Financement axé sur le patient: péril en la demeure

Financement axé sur le patient: péril en la demeure

Au beau milieu de l’été et de façon très discrète, la ministre de la Santé et des Services sociaux, Danielle McCann, a annoncé la mise en place d’un projet expérimental dont le but avoué est d’implanter une nouvelle méthode de financement du réseau, le financement axé sur le patient (FAP). C’est un projet de très grande envergure puisqu’il touchera, à terme, l’ensemble des établissements publics dans toutes les régions du Québec.

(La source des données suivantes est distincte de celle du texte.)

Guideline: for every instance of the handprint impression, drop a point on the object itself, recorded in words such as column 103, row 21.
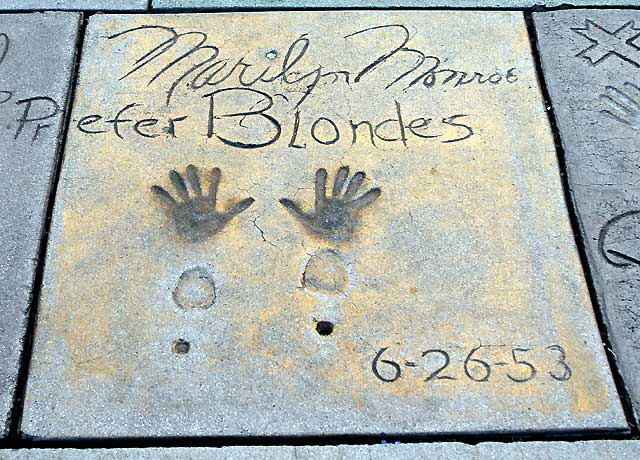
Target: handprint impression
column 334, row 218
column 195, row 216
column 624, row 105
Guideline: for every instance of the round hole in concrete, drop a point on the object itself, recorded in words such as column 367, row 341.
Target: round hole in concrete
column 324, row 327
column 180, row 347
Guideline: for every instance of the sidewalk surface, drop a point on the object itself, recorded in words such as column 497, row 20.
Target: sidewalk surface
column 242, row 228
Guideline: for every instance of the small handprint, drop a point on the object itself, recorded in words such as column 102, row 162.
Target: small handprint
column 334, row 218
column 624, row 106
column 195, row 216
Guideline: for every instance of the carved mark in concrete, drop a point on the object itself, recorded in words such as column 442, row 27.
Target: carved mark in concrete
column 326, row 273
column 195, row 289
column 618, row 242
column 195, row 215
column 4, row 46
column 605, row 44
column 334, row 218
column 623, row 104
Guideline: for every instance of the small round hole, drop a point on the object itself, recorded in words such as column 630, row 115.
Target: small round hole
column 272, row 55
column 180, row 347
column 324, row 327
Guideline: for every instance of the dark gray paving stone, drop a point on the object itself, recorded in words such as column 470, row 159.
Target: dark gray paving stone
column 592, row 450
column 77, row 5
column 212, row 4
column 591, row 62
column 37, row 53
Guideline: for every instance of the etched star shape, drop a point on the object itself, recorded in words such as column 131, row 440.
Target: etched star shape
column 604, row 43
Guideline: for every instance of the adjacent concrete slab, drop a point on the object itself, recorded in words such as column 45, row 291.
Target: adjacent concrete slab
column 440, row 291
column 591, row 60
column 248, row 4
column 87, row 5
column 601, row 450
column 37, row 53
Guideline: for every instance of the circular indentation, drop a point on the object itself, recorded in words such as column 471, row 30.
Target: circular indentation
column 180, row 347
column 326, row 272
column 324, row 327
column 195, row 289
column 272, row 55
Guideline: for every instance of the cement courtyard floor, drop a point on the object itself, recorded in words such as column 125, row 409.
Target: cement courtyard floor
column 226, row 232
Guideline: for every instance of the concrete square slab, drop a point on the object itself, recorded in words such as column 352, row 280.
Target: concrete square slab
column 275, row 4
column 591, row 60
column 37, row 53
column 601, row 450
column 352, row 225
column 87, row 5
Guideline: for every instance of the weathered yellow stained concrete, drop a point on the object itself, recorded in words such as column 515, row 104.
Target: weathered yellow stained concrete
column 468, row 245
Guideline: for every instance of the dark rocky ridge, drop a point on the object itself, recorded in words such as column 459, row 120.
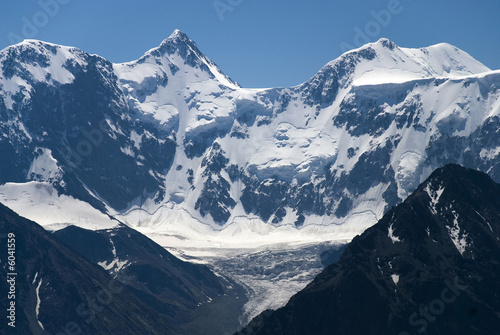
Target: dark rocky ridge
column 445, row 284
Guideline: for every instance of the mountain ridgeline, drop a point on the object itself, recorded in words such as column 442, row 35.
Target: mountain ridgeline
column 429, row 266
column 171, row 130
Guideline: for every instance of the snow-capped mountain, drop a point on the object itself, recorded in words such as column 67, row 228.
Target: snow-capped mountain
column 429, row 266
column 169, row 135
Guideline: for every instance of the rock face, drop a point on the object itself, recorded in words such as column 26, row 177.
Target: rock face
column 58, row 291
column 170, row 130
column 180, row 291
column 429, row 266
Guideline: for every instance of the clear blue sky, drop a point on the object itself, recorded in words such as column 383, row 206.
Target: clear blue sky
column 259, row 43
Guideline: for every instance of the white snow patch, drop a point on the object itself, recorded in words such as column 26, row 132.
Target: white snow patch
column 390, row 234
column 434, row 195
column 40, row 202
column 37, row 308
column 459, row 240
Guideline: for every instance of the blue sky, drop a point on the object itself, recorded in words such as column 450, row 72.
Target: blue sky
column 259, row 43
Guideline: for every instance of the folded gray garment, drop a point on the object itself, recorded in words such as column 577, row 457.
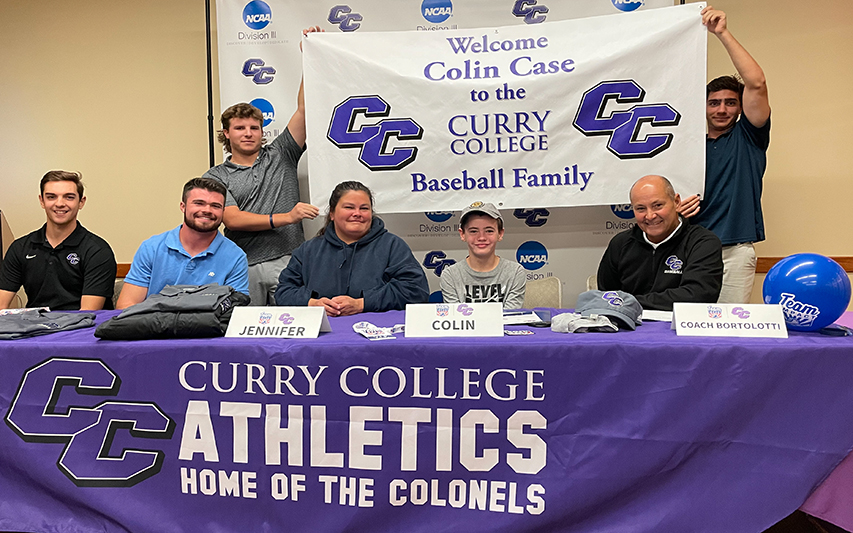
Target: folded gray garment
column 183, row 298
column 576, row 323
column 36, row 322
column 178, row 311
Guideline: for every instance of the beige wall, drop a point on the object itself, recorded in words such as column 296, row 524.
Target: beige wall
column 116, row 89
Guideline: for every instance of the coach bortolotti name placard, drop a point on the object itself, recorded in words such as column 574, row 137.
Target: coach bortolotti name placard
column 454, row 320
column 729, row 320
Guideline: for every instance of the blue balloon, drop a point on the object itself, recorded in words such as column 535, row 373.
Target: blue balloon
column 813, row 289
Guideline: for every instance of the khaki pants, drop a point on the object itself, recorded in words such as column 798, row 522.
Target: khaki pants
column 738, row 273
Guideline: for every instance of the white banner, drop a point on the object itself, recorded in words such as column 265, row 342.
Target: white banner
column 560, row 114
column 260, row 62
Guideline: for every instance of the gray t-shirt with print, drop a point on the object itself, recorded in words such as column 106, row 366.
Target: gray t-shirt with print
column 504, row 284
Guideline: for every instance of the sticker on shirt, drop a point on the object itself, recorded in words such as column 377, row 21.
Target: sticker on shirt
column 674, row 264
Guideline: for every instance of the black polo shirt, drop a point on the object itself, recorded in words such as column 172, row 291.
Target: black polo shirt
column 57, row 277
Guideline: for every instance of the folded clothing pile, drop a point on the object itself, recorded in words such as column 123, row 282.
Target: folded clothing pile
column 178, row 311
column 34, row 322
column 600, row 311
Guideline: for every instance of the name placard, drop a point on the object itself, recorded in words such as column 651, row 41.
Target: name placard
column 729, row 320
column 454, row 320
column 278, row 322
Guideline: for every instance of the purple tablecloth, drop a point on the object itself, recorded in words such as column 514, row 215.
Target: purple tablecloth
column 634, row 431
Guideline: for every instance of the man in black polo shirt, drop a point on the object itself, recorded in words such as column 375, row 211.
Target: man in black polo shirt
column 662, row 259
column 62, row 265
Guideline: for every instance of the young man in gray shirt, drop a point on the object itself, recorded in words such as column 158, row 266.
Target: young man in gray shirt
column 263, row 213
column 483, row 276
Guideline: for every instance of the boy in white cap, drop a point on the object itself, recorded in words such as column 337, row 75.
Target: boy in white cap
column 483, row 276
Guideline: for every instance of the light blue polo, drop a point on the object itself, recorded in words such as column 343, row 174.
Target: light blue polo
column 161, row 260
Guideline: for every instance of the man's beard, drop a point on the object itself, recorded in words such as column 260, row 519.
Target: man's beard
column 191, row 223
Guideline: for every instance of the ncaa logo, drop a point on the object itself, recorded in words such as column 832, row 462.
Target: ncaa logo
column 532, row 255
column 437, row 10
column 266, row 110
column 261, row 74
column 624, row 211
column 344, row 18
column 627, row 5
column 439, row 216
column 257, row 14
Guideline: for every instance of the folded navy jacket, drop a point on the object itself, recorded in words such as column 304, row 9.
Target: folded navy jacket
column 178, row 311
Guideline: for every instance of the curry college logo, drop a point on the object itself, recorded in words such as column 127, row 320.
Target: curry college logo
column 266, row 110
column 108, row 443
column 439, row 216
column 626, row 141
column 257, row 14
column 798, row 313
column 623, row 211
column 260, row 73
column 532, row 255
column 534, row 218
column 627, row 5
column 437, row 11
column 612, row 298
column 529, row 11
column 437, row 261
column 343, row 17
column 373, row 139
column 674, row 264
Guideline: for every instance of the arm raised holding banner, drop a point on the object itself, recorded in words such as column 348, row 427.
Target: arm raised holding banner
column 263, row 211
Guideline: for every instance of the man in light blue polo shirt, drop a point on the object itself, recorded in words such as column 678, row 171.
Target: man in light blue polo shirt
column 194, row 253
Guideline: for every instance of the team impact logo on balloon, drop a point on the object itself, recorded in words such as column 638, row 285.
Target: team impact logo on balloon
column 812, row 289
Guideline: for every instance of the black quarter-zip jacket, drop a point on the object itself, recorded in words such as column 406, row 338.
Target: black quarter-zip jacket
column 686, row 268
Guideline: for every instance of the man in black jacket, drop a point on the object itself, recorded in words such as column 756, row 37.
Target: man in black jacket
column 662, row 259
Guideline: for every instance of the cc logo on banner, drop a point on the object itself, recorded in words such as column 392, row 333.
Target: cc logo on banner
column 623, row 127
column 373, row 139
column 60, row 400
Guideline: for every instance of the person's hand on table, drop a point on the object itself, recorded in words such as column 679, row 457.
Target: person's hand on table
column 332, row 308
column 348, row 306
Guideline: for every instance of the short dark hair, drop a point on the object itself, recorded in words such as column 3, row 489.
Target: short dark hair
column 242, row 110
column 341, row 189
column 63, row 175
column 725, row 83
column 208, row 184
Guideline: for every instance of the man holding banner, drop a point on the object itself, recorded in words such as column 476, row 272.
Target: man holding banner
column 736, row 157
column 662, row 259
column 263, row 213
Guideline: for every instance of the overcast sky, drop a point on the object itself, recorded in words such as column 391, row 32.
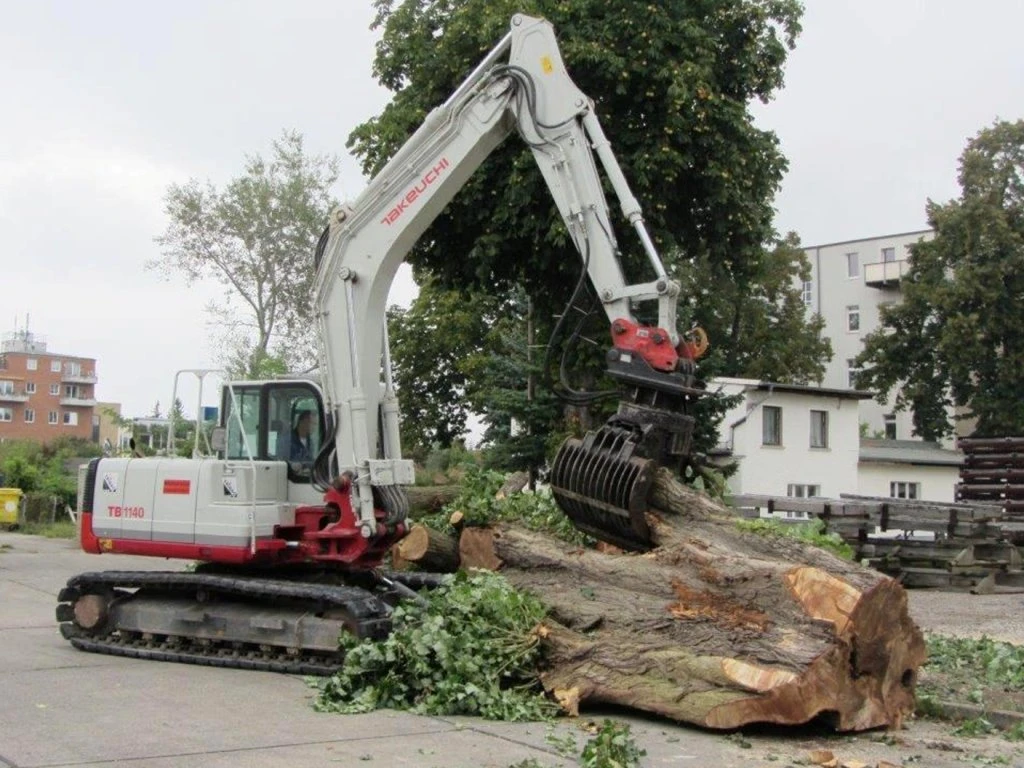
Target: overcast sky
column 105, row 103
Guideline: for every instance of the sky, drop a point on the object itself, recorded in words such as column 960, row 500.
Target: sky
column 108, row 102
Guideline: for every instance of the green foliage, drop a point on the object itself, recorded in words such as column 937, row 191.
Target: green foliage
column 612, row 747
column 470, row 650
column 672, row 85
column 758, row 326
column 813, row 532
column 978, row 726
column 40, row 468
column 479, row 506
column 58, row 529
column 978, row 660
column 955, row 339
column 256, row 237
column 429, row 342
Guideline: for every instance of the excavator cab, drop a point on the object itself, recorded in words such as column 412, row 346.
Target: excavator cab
column 274, row 421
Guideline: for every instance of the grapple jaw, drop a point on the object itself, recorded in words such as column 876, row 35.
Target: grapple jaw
column 602, row 481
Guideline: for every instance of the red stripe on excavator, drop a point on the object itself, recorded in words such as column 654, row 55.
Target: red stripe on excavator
column 177, row 486
column 182, row 551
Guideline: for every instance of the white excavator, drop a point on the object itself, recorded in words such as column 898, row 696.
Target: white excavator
column 291, row 518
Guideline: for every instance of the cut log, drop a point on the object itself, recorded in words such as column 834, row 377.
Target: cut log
column 513, row 484
column 714, row 627
column 424, row 500
column 430, row 550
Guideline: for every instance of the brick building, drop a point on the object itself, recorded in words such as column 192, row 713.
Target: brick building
column 44, row 395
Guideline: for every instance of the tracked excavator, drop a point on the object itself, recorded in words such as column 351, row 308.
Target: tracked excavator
column 291, row 515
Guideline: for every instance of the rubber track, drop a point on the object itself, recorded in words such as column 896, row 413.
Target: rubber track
column 370, row 613
column 358, row 603
column 286, row 666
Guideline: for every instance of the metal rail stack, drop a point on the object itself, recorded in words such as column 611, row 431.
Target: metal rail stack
column 993, row 473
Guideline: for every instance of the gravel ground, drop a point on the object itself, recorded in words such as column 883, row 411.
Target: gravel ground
column 1000, row 616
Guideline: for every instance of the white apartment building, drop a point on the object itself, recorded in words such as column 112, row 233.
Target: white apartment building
column 800, row 440
column 850, row 281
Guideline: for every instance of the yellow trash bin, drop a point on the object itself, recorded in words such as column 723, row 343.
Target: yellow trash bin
column 10, row 500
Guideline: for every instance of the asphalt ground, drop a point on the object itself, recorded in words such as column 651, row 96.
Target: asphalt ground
column 59, row 707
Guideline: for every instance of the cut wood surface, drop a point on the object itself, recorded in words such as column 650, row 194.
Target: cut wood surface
column 430, row 550
column 715, row 626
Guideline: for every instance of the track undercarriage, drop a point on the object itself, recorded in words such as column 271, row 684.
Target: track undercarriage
column 289, row 623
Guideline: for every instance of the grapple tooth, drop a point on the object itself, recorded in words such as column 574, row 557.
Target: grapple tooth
column 603, row 487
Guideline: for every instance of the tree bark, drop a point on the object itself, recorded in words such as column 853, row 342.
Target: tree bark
column 430, row 550
column 714, row 627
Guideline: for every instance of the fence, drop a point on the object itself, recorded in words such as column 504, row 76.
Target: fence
column 923, row 544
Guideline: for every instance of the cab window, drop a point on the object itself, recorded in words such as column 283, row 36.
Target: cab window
column 249, row 410
column 294, row 425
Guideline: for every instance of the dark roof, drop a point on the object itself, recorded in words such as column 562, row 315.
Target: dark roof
column 850, row 394
column 908, row 452
column 865, row 240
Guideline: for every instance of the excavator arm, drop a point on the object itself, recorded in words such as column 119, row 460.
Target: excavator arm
column 600, row 481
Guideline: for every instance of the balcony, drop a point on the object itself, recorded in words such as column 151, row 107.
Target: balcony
column 78, row 401
column 886, row 273
column 78, row 377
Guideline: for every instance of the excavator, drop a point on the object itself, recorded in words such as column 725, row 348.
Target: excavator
column 292, row 513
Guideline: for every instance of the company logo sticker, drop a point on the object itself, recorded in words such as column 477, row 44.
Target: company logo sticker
column 177, row 486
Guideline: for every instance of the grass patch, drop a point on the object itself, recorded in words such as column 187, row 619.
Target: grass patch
column 813, row 532
column 58, row 529
column 982, row 672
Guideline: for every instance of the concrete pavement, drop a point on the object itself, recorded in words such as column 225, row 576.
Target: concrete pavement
column 59, row 707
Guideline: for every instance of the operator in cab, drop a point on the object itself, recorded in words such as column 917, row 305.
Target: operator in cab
column 301, row 449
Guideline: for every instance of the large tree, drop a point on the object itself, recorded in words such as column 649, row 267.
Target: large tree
column 672, row 83
column 956, row 341
column 255, row 237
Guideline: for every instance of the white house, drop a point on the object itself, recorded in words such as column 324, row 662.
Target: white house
column 790, row 439
column 850, row 282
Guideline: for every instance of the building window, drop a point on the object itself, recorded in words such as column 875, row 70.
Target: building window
column 904, row 489
column 853, row 317
column 803, row 491
column 771, row 425
column 851, row 373
column 852, row 265
column 819, row 429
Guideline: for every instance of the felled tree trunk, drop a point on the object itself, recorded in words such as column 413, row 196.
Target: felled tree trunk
column 430, row 550
column 714, row 627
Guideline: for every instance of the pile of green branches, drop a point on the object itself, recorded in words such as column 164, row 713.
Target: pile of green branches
column 470, row 649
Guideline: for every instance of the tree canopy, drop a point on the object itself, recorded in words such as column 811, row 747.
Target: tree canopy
column 672, row 84
column 956, row 341
column 255, row 237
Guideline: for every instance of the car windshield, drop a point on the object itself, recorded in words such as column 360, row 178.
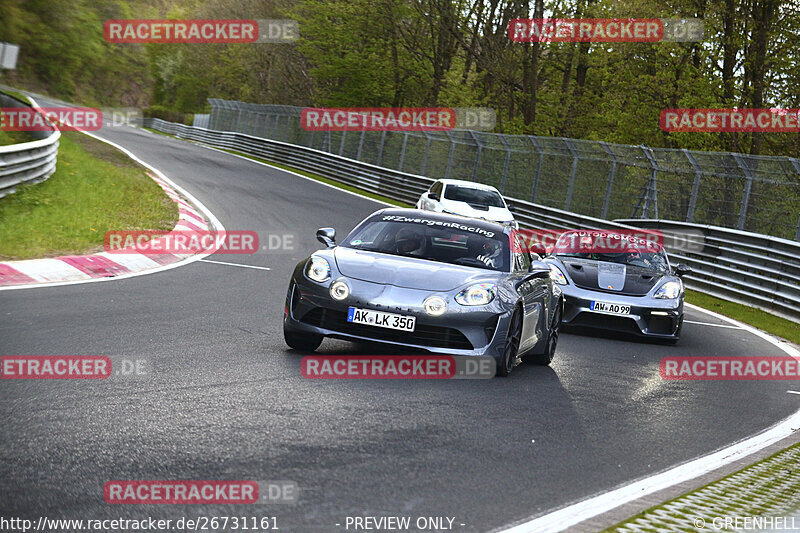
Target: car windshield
column 455, row 243
column 651, row 260
column 473, row 196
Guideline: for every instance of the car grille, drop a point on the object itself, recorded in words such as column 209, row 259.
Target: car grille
column 423, row 335
column 610, row 322
column 664, row 325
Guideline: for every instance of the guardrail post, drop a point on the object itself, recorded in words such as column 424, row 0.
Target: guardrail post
column 402, row 151
column 477, row 155
column 425, row 153
column 505, row 164
column 380, row 148
column 450, row 155
column 698, row 175
column 610, row 185
column 572, row 172
column 539, row 150
column 747, row 187
column 361, row 142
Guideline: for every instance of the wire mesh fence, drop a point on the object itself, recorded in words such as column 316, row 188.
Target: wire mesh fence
column 760, row 194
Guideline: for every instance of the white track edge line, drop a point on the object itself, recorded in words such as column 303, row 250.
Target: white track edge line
column 588, row 508
column 213, row 221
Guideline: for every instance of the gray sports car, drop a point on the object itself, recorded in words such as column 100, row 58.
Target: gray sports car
column 443, row 283
column 632, row 290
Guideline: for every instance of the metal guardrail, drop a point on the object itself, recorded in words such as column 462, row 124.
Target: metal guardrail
column 757, row 270
column 29, row 162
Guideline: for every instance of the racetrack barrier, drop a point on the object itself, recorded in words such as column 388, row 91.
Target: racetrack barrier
column 28, row 162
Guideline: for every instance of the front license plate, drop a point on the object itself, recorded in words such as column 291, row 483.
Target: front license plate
column 381, row 319
column 611, row 309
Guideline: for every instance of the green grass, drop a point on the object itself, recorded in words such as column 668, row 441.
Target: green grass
column 749, row 315
column 734, row 502
column 95, row 189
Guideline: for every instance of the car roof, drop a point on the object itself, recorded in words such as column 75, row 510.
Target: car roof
column 444, row 217
column 471, row 184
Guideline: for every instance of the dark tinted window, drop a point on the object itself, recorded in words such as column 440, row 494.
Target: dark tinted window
column 457, row 243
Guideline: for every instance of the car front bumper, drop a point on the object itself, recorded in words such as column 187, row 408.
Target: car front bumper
column 461, row 330
column 649, row 317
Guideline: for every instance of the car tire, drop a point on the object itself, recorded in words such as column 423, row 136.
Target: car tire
column 511, row 347
column 546, row 357
column 302, row 342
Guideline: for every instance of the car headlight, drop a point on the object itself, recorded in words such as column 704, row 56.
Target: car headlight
column 478, row 294
column 668, row 291
column 339, row 290
column 318, row 269
column 557, row 276
column 435, row 305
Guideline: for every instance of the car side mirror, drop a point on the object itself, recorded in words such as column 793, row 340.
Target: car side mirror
column 327, row 236
column 538, row 270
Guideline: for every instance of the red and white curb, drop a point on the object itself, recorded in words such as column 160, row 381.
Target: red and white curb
column 102, row 266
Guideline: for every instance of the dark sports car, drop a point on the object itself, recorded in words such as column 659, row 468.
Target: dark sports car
column 443, row 283
column 629, row 288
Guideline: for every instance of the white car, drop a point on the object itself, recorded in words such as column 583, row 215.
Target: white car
column 469, row 199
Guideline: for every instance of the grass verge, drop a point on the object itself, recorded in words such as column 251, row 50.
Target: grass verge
column 95, row 189
column 767, row 488
column 749, row 315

C’est donc une réforme majeure qui s’apprête à frapper encore le personnel professionnel et technique. Parce qu’elle influence les décisions budgétaires prises par les gestionnaires des centres intégrés, la méthode de financement du réseau de santé et de services sociaux (RSSS) aura une influence directe sur l’organisation des soins et des services prodigués à la population. Elle apportera des changements tout aussi importants que ceux que nous avons malheureusement subis avec les projets de loi no 10 et no 20 de la réforme Barrette. Nous ne nous en sommes pas encore remis·es·qu’on nous en impose une nouvelle. Pourtant, le premier ministre François Legault s’était engagé à ne pas soumettre le RSSS à une nouvelle réforme de structures. Une charge de travail supplémentaire en vue pour un personnel qui est déjà au bout du rouleau…

Qu’est-ce que le FAP?

Sous un vocable accrocheur, mais tendancieux, le FAP regroupe trois méthodes de financement bien connues : sur le volume d’activité, sur la performance et sur les meilleures pratiques. Pour être en mesure d’appliquer ces méthodes, il faut déterminer un coût pour chaque épisode de soins. Cet exercice nécessite une quantité incroyable de données et l’implantation d’un nouveau système de gestion informatique dans l’ensemble des établissements publics mais, étrangement, pas dans les cliniques privées.

Déjà appliquées ailleurs, ces méthodes ont eu des effets pernicieux : augmentation des coûts de gestion, création d’une concurrence malsaine entre les établissements publics, entre eux et avec les établissements privés, surtraitement de certains cas et surclassement d’autres pour aller chercher davantage de financement, etc.

Les établissements qui vont bien « performer » et qui vont appliquer les meilleures pratiques (qui restent à déterminer) verront leur financement maintenu, mais ceux qui ne pourront pas atteindre les cibles imposées par le ministère verront leur financement réduit.

L’APTS s’est toujours opposée à un mode de financement basé uniquement sur la performance, le volume d’activité ou tout autre indicateur dont le but, avoué ou non, est de réduire les coûts du système public de santé et de services sociaux sans tenir compte de la qualité. Nous avons réitéré cette opposition dans un avis que nous avons fait parvenir à la ministre cet été.


Comme nous le mentionnons dans une lettre ouverte publiée le 10 septembre dernier, ce sont les soins et services psychosociaux ainsi que les établissements situés à l’extérieur des grands centres urbains qui risquent le plus de souffrir de cette nouvelle méthode de financement.

Dans le premier cas, la très grande diversité des parcours de soins et de services rend pratiquement impossibles la quantification et la comptabilisation des divers traitements. Quel traitement doit-on appliquer, quand doit-on l’arrêter? Imposer un financement basé sur la performance et sur le volume aurait des conséquences catastrophiques sur la qualité des soins et des services psychosociaux. Le FAP ne peut s’appliquer dans ce cas pour des raisons cliniques.

Dans le deuxième cas, les établissements en régions pâtiraient aussi de cette nouvelle réforme. Avec l’obligation de fournir une vaste gamme de services à une population dispersée sur un immense territoire, ces établissements ne pourraient compétitionner avec le volume et la spécialisation de ceux qui sont situés dans les grands centres urbains. Il faut maintenir un financement de base pour les régions.

Les dérives possibles de ce projet expérimental sont nombreuses et nous devrons suivre attentivement son déroulement. Les membres de l’APTS sont appelé·e·s à identifier les écueils qui se présenteront en cours d’implantation. Avec le FAP, tout est en place pour une privatisation croissante du RSSS. Et c’est ça le plus grand péril qui nous guette.